Another successful year for Kent-Ghent cooperation

For the fourth successive year the University of Kent has, with one of its longstanding international partners, Ghent University, Belgium, supported a number of collaborative projects across a range of disciplines from funding offered by Kent’s Dean for Internationalisation, Dr Anthony Manning.

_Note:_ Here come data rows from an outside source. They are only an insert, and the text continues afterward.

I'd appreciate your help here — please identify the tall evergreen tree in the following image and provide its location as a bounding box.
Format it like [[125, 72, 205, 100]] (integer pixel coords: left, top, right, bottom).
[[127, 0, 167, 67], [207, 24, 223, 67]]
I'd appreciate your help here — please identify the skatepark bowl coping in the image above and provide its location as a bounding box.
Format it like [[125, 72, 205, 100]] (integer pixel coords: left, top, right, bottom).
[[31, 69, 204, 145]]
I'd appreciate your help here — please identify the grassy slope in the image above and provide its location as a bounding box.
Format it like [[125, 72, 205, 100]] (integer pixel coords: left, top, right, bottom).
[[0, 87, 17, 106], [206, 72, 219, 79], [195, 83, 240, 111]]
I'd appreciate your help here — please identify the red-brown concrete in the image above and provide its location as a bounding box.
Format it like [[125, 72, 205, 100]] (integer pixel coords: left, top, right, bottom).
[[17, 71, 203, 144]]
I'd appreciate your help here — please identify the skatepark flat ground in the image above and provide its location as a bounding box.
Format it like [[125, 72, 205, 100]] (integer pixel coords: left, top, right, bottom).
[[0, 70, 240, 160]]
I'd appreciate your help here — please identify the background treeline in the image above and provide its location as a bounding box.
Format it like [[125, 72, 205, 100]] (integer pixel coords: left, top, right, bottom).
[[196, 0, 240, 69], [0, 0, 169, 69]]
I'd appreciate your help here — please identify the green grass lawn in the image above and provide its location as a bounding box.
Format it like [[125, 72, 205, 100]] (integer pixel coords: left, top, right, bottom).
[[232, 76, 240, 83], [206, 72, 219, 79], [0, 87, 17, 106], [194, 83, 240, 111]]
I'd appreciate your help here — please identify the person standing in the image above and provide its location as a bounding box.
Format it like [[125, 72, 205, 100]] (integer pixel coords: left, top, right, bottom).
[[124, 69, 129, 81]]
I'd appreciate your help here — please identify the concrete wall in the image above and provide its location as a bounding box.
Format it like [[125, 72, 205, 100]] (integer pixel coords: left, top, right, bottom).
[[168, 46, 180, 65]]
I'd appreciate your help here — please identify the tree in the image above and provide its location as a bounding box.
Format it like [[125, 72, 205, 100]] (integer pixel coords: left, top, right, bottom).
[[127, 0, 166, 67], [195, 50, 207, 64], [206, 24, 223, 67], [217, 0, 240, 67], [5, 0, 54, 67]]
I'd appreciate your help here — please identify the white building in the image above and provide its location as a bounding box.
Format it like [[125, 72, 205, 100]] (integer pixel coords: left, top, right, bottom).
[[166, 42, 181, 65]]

The following projects have been funded for 2016:

  • Advancing the Acquisition and Use of UAV Data on Architectural Heritage (Classical and Archaeological Studies, led by Benjamin Vis)
  • Political psychology research collaboration on ideology and intergroup relations (School of Psychology, led by Kristof Dhont)
  • Researching Nineteenth-Century Periodicals: European Networks of Print (School of English, led, by Catherine Waters)
  • Shaping Religious Cultures in the Medieval West: An Exploratory Workshop (School of History led by Barbara Bombi and Helen Gittos)
  • Kent-Ghent Film Partnership (Film Studies, led by Mattias Frey)
  • Structural Modelling and Estimation of Job Search Models (School of Economics, led by Andrey Launov)
  • High-throughput imaging and pattern recognition for label-free cell screening (School of Engineering and Digital Arts, led by Chao Wang).

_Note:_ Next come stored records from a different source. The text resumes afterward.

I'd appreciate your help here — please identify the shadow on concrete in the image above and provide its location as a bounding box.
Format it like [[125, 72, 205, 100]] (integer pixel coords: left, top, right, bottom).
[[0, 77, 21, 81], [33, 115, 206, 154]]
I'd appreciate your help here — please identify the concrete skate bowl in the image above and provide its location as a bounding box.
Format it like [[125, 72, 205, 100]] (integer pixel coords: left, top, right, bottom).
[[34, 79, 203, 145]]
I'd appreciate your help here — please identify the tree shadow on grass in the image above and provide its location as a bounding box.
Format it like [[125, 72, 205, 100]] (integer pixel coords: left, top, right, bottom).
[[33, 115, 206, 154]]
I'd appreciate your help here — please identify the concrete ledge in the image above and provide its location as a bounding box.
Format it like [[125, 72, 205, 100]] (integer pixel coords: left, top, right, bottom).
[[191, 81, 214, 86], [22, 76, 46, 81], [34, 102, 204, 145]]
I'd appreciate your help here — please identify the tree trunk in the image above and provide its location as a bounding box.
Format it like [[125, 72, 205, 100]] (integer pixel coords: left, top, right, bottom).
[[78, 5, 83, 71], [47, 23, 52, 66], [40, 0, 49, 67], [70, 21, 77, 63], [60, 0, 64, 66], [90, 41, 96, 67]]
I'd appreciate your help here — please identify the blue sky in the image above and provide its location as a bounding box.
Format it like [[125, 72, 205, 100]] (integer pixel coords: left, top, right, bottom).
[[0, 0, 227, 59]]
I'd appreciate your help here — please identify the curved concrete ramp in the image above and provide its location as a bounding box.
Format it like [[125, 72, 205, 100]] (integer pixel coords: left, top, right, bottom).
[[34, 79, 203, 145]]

Since 2009, the Universities of Kent and Ghent have enjoyed a strategic international partnership covering activities in student exchange, Erasmus Mundus, co-supervision of research, joint research and the exchange of knowledge and best practice between staff in professional services.

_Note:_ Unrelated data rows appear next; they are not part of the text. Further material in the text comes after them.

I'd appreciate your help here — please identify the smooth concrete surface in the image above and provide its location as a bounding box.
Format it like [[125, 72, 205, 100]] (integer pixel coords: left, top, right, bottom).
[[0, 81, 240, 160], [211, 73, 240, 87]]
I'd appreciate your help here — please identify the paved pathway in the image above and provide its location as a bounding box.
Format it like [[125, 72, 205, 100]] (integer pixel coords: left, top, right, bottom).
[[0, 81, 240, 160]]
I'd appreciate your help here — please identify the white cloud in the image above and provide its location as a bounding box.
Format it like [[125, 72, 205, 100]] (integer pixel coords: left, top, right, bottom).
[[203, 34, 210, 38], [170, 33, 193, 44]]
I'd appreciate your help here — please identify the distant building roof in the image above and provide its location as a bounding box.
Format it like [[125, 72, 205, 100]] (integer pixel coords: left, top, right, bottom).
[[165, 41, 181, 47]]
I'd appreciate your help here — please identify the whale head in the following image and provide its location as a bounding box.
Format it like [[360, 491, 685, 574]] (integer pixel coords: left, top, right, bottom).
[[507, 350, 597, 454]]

In order to stimulate further cooperation, funding has been offered since 2013 to support projects involving short-term staff/student exchange, seminars, workshops, preparatory meetings to establish longer-term collaboration (eg double degrees, joint research, joint Erasmus bids).

To date, 31 projects have been funded in: Anthropology and Conservation, Arts, Economics, Engineering and Digital Arts, English, European Culture and Languages, History, Kent Business School, Kent Law School, Medway School of Pharmacy, Physical Sciences, Politics and International Relations, Psychology, Social Policy, Sociology and Social Research, Sport and Exercise Sciences, Centre for Journalism, and Centre for the Interdisciplinary Study of Film and the Moving Image.